The recovery operation marked the beginning of a complex and challenging historical-cultural project: in agreement with the Jewish community of Modena, in fact, in the mortuary a small permanent exhibit was set up on the history of the Jewish community of Correggio and its principal places (synagogue, cemetery, ghetto), with a particular documentary apparatus and two models reproducing the nineteenth-century synagogue and the “modern” cemetery.

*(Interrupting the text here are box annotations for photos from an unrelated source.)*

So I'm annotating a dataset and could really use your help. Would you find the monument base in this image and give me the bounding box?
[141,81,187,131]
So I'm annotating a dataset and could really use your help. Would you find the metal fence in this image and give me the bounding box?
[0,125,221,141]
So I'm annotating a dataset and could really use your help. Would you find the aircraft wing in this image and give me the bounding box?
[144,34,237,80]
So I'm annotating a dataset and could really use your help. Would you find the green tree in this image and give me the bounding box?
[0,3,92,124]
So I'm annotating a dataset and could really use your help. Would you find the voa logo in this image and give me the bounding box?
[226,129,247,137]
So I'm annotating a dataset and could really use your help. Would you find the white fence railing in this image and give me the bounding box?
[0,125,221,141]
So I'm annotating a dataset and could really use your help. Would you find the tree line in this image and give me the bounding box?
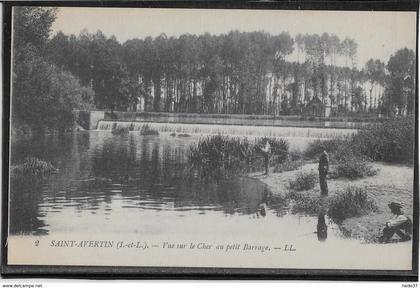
[13,7,415,133]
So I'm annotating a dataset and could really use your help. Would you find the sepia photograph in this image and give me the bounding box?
[3,1,418,275]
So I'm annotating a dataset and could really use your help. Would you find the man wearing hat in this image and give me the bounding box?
[379,202,412,243]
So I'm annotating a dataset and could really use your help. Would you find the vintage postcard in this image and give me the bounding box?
[4,6,418,275]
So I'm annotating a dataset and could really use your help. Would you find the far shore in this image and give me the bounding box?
[250,162,414,242]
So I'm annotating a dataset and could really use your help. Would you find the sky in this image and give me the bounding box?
[53,7,416,68]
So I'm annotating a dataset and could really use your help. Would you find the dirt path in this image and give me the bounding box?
[251,162,414,241]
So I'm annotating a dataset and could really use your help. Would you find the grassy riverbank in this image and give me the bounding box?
[251,162,414,242]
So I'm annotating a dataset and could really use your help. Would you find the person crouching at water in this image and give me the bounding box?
[261,140,271,175]
[318,150,329,196]
[379,202,413,243]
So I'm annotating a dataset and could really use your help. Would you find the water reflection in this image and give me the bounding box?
[316,213,328,242]
[10,132,283,234]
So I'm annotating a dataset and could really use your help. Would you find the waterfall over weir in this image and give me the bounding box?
[98,120,357,138]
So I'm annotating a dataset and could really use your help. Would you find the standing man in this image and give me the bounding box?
[379,202,413,243]
[261,140,271,175]
[318,150,329,196]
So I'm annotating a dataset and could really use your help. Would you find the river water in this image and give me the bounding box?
[10,131,350,241]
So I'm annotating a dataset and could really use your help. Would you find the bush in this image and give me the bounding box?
[304,138,346,158]
[188,135,288,179]
[256,137,289,163]
[330,156,377,179]
[140,124,159,136]
[289,172,318,191]
[178,133,191,138]
[353,117,415,163]
[328,187,378,223]
[111,123,129,136]
[287,192,325,215]
[11,157,57,177]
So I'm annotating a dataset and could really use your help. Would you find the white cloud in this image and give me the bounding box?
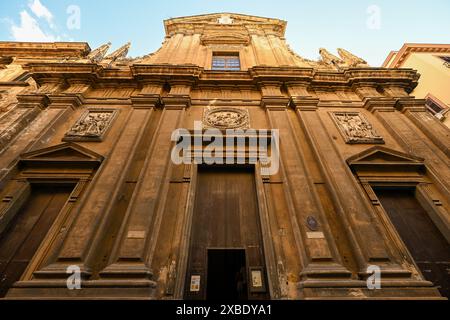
[11,10,60,42]
[28,0,55,29]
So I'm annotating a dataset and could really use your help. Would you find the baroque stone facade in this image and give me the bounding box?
[0,13,450,299]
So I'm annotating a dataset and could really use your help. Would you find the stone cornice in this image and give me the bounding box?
[22,63,419,90]
[0,41,91,59]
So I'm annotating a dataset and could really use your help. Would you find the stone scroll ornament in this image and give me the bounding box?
[63,109,117,141]
[203,107,250,129]
[330,112,384,144]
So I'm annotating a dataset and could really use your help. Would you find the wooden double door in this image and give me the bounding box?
[0,185,73,298]
[184,166,269,300]
[375,188,450,298]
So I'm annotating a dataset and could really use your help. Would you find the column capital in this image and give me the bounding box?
[290,96,319,111]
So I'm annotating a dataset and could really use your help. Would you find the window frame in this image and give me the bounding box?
[211,51,241,71]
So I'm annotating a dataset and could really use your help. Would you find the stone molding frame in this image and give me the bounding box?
[0,142,104,292]
[347,146,450,292]
[62,108,119,142]
[329,111,384,144]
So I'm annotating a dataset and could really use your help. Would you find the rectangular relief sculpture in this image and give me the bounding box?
[330,112,384,144]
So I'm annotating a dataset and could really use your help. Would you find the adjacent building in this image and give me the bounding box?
[383,43,450,127]
[0,13,450,299]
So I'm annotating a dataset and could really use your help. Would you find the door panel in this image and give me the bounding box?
[375,189,450,297]
[0,185,73,297]
[185,166,268,299]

Fragments of jewish codices of the 12th to 15th centuries from the municipal historical archive and the jewish community of Correggio
Recovered in the years 1997-98 with a complex operation of detachment and restoration, these fragments had been used as covers or reinforcements of the covers of some dozens of registries of the Civil and Criminal Judicial Archive that can be dated between the end of the 16th century and the end of the 17th century. This particular re-use of parchment fragments is situated in a particular and dramatic historical period; that is, the period in which, from the second half of the 16th century, by order of the ecclesiastic authorities, the ancient religious and literary manuscripts of the numerous Jewish communities in Italy, and in the Emilia-Romagna region in particular, were destroyed. The parchment sheets thus recovered were sold to bookbinders, stationers, and typographers of the territory who, as mentioned, used them to cover registries, which were then furnished to notary publics or municipalities, and also as backing for printed volumes. Starting in the 1980s, a systematic survey was carried out at the Italian and European level to identify archives in which these precious testimonies might still be conserved.
Thanks to the work of Professor Mauro Perani, national coordinator of the research, Correggio revealed itself to be particularly rich in these fragments, with just under 150 pieces, including true rarities, some entirely exceptional. For example, fragments were found of the book of Psalms in a fourteenth-century Sephardic manuscript (i.e. originally from Spain), of the Comment on the Torah by Levi Ben Gershorn (14th century), of a splendid Sephardic monumental manuscript of the 12th century, and of a proto-rabbinical Bible with the comments of Nachmanide and Rashi (14th-15th centuries).
Further findings included fragments of cabalistic works by Menachem Recanati (14th century), of an unpublished comment of Isaiah by Trani to a rabbinical treatise (14th-15th centuries), and of the first edition of the Torah printed in Hebrew characters in Bologna in 1482.
This wealth of findings is of exceptional interest as regards the history of religious tradition and of Italian Jewish culture between the Middle Ages and the Renaissance.